Linux and high dynamic range displays

Posted Oct 7, 2016 6:53 UTC (Fri) by halla (subscriber, #14185) [Link] (1 responses)

Same here... Well, the monitor is new, not five years old, but I cannot figure it out either. I know it is or used to be possible: Kai-Uwe from oyranos once had a working setup (http://www.oyranos.org/2014/05/image-editing-with-30-bit-...). And I know it needs an NVidia Quadro graphics car, which I have.

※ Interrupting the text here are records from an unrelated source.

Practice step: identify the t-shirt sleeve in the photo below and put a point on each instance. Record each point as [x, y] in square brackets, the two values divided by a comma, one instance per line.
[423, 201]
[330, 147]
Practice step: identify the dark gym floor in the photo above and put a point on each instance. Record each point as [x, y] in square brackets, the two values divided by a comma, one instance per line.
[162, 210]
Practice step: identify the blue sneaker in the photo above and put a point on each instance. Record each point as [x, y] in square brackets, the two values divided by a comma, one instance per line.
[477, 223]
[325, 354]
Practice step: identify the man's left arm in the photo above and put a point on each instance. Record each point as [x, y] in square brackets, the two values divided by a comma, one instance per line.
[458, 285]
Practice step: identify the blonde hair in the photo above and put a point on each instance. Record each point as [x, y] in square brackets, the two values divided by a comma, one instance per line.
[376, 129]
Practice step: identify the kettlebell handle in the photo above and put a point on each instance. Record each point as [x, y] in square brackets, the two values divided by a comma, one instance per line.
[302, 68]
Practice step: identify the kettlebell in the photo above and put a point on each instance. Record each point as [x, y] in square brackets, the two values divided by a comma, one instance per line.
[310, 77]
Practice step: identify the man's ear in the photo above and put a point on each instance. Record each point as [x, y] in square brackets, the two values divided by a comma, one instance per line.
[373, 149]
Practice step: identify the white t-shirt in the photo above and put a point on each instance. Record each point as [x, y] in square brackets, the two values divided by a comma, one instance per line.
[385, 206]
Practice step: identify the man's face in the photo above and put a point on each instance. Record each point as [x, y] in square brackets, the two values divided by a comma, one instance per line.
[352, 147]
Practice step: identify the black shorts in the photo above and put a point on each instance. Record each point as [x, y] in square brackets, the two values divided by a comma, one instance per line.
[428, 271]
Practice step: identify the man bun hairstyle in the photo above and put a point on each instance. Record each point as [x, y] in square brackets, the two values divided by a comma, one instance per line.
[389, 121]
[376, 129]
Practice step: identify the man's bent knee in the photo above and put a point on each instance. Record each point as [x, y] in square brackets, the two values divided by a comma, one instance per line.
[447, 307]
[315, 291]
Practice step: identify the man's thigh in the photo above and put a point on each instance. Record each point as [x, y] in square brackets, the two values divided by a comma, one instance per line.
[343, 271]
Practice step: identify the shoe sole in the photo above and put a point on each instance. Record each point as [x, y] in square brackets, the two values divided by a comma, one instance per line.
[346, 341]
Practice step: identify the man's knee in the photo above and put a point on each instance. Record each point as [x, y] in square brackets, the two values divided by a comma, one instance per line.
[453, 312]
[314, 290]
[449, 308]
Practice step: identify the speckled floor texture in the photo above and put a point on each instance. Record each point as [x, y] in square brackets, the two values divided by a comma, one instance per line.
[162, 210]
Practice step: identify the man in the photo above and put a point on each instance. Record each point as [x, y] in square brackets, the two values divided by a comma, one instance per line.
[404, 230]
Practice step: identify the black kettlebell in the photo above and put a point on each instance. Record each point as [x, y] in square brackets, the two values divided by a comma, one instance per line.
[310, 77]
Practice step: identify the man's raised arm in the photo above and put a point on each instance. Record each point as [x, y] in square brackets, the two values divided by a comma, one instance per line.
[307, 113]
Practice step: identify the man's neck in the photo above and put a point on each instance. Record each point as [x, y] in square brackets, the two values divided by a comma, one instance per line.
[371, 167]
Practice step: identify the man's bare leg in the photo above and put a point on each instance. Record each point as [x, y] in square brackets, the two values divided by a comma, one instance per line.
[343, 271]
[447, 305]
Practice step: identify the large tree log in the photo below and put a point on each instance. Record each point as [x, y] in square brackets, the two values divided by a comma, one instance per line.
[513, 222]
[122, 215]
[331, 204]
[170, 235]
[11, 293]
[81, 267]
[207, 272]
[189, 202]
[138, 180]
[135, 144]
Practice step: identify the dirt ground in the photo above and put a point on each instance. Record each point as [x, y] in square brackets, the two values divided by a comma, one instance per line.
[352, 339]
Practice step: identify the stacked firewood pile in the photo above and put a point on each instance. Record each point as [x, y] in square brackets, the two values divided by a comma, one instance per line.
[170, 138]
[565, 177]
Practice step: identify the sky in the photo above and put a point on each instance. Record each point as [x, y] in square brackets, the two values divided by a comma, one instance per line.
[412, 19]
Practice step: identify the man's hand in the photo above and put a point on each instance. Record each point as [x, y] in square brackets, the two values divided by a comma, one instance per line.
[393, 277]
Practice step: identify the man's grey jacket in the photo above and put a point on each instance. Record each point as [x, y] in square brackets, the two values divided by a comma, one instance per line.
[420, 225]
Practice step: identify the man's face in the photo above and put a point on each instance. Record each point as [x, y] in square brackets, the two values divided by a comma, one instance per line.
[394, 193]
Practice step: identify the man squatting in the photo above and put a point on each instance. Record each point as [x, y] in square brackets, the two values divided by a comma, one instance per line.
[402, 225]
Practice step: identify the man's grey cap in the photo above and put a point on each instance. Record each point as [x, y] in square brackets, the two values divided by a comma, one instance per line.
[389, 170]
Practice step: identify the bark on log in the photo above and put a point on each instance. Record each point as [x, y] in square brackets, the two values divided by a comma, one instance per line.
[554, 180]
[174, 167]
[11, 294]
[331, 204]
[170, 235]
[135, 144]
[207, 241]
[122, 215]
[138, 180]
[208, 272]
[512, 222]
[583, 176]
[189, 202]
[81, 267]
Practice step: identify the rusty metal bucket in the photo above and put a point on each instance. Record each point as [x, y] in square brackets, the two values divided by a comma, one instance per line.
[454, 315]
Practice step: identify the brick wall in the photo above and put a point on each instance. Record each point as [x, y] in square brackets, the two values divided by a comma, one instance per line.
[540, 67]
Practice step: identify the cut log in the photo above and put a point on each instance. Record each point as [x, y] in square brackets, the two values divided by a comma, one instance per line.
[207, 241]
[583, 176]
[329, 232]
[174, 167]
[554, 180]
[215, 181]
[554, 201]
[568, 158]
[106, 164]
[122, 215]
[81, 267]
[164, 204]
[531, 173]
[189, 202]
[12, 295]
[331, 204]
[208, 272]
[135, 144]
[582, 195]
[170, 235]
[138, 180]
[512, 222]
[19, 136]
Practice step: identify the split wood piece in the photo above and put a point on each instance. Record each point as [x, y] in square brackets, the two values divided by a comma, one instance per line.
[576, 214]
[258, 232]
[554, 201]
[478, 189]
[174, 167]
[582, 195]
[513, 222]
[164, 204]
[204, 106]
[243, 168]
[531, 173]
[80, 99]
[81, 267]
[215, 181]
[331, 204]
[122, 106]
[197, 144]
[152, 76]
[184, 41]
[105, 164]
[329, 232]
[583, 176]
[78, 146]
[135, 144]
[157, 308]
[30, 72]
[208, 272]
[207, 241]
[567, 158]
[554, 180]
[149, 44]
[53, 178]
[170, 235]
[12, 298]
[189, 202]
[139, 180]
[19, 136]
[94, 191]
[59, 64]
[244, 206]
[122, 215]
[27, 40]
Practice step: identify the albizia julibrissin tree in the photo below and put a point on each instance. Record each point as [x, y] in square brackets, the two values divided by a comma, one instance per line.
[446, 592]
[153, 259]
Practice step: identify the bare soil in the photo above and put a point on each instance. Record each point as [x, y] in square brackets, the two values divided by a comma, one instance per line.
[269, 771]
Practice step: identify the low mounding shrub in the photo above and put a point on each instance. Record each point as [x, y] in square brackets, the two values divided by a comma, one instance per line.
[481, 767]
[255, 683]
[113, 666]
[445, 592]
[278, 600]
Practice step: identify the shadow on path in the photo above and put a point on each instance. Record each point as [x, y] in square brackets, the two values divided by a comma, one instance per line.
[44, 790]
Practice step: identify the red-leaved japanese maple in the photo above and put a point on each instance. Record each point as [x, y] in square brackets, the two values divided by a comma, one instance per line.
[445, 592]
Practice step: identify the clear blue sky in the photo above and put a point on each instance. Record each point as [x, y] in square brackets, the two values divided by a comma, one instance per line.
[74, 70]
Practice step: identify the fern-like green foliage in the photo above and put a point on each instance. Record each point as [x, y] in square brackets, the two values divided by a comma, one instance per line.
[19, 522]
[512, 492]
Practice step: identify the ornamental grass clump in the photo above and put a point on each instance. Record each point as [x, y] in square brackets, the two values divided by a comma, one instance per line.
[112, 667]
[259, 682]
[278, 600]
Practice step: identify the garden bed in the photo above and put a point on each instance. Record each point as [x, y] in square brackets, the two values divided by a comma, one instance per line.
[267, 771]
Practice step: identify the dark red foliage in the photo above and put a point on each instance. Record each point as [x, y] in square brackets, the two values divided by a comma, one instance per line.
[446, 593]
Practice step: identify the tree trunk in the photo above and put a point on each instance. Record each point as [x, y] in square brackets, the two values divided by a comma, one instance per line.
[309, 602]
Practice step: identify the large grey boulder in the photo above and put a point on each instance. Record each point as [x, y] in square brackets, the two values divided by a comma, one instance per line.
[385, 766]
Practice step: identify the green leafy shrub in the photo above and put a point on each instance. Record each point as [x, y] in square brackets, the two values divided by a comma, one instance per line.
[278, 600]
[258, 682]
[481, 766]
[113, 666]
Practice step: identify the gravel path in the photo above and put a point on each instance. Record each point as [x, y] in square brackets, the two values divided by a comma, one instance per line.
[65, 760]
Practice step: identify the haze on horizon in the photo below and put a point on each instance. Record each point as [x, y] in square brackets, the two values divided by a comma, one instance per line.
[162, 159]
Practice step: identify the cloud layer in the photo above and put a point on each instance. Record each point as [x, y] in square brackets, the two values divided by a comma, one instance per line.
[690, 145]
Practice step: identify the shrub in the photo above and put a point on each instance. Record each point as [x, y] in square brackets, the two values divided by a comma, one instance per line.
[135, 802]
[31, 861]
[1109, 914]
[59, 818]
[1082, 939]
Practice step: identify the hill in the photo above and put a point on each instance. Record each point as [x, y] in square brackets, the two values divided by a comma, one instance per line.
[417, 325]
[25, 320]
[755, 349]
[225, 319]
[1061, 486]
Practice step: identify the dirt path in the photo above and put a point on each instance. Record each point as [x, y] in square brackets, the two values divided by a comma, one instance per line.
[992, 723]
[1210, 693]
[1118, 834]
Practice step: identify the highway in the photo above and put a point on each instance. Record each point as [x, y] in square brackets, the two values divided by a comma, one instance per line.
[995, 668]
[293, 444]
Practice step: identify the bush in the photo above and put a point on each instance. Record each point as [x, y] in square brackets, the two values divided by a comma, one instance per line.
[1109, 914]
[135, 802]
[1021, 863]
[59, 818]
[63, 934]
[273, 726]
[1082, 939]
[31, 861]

But I fail at the next step.

Linux and high dynamic range displays

Posted Oct 8, 2016 10:08 UTC (Sat) by vivo (subscriber, #48315) [Link]

An nvidia quadro _or_ displayport and whatever recent nvidia card.
Then there are problems with software, mostly composited kde5 does not react well for example.

Linux and high dynamic range displays

Posted Oct 8, 2016 10:17 UTC (Sat) by vivo (subscriber, #48315) [Link] (1 responses)

sRGB has a very, very small volume compared to scSRG, I suspect that going to 8bit per channel to 16 will reduce substantially the precision of the output.
using a colorspace that cover only real colors like rec2020 would provide much better results.
Unless someone can achieve 32 bpp on 8k monitors at 50Hz, well, that would be awesome :)

Linux and high dynamic range displays

Posted Oct 13, 2016 2:15 UTC (Thu) by gwg (guest, #20811) [Link]

> sRGB has a very, very small volume compared to scSRG, I suspect that going to 8bit per channel to 16 will reduce substantially the precision of the output.

By definition sRGB is an 8 bit subset of 16 bit scRGB, so there is no change in precision.

scRGB is not an efficient HDR coding space though.

Linux and high dynamic range displays

Posted Oct 13, 2016 2:18 UTC (Thu) by gwg (guest, #20811) [Link]

> He wondered if there was reason to allow X rendering into an FP16 buffer; it isn't strictly needed, but it might be easier to just allow it. Also, should the root window be allowed to be FP16?

Supporting HDR in X11 would make it simpler to extend current Linux color calibration and profiling tools to handle HDR displays, rather than requiring a whole new OpenGL display back end.